June home sales disappoint as prices reach an all-time high

High mortgage rates combined with elevated home prices are prompting a slowdown in the housing market. According to the National Association of Realtors, sales of previously owned homes in June fell by 2.4% from May, totaling 4.09 million units on a seasonally adjusted annualized basis. While this marks a month-over-month decline, June sales were 2.8% higher than in the same month last year.

Lawrence Yun, the chief economist for the Realtors, noted that the fluctuations in monthly home sales reflect buyers’ sensitivity to changing affordability conditions amid rising mortgage rates. Despite this decline, recent job gains—over 500,000 since the start of the year—are expected to continue supporting the housing market. The sales figures represent contracts that likely originated in May, during a period of increasing mortgage rates.

By the end of June, inventory stood at 1.56 million units, a 0.6% decrease from May but up 1.3% from June 2022. At the current sales rate, this represents a 4.6-month supply, which indicates a lean market as a balanced market typically features a six-month supply. Consequently, home prices have continued to rise, with the median price of existing homes sold in June reaching $440,600—an increase of 1.8% from the previous year and the highest on record.

Yun emphasized that without consistent growth in inventory, long-term housing affordability may be compromised, leading to further acceleration in home prices. He advocates for increased supply to enhance opportunities for potential homeowners.

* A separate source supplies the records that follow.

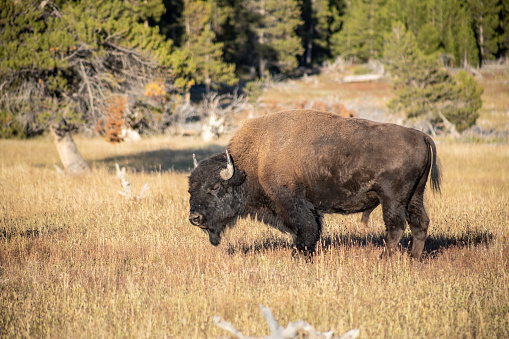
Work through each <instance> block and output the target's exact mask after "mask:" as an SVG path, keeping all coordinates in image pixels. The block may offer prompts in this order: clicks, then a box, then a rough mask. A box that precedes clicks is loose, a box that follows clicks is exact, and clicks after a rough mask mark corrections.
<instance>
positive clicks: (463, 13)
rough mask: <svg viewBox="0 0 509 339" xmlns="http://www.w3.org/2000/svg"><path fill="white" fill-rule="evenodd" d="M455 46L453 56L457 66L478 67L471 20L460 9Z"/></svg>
mask: <svg viewBox="0 0 509 339" xmlns="http://www.w3.org/2000/svg"><path fill="white" fill-rule="evenodd" d="M456 44H457V49H456V50H455V56H456V60H458V63H459V65H461V66H462V67H464V68H467V67H468V66H469V65H471V66H477V65H479V50H478V49H477V43H476V40H475V36H474V31H473V30H472V18H471V17H470V15H468V13H467V11H466V10H464V9H460V11H459V15H458V22H457V34H456Z"/></svg>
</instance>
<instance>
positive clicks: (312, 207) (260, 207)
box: [189, 109, 441, 258]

Sales activity remains strongest in the higher end of the market, with homes priced above $750,000 showing significant sales increases compared to lower-priced segments.

Why this story matters: The evolving housing market dynamics impact affordability and buyer sentiment amid economic fluctuations.
Key takeaway: Elevated mortgage rates and home prices are leading to decreased sales, yet job growth may provide some stability to the market.
Opposing viewpoint: While affordability pressures exist, some analysts argue the luxury segment remains robust, suggesting a bifurcation in market health.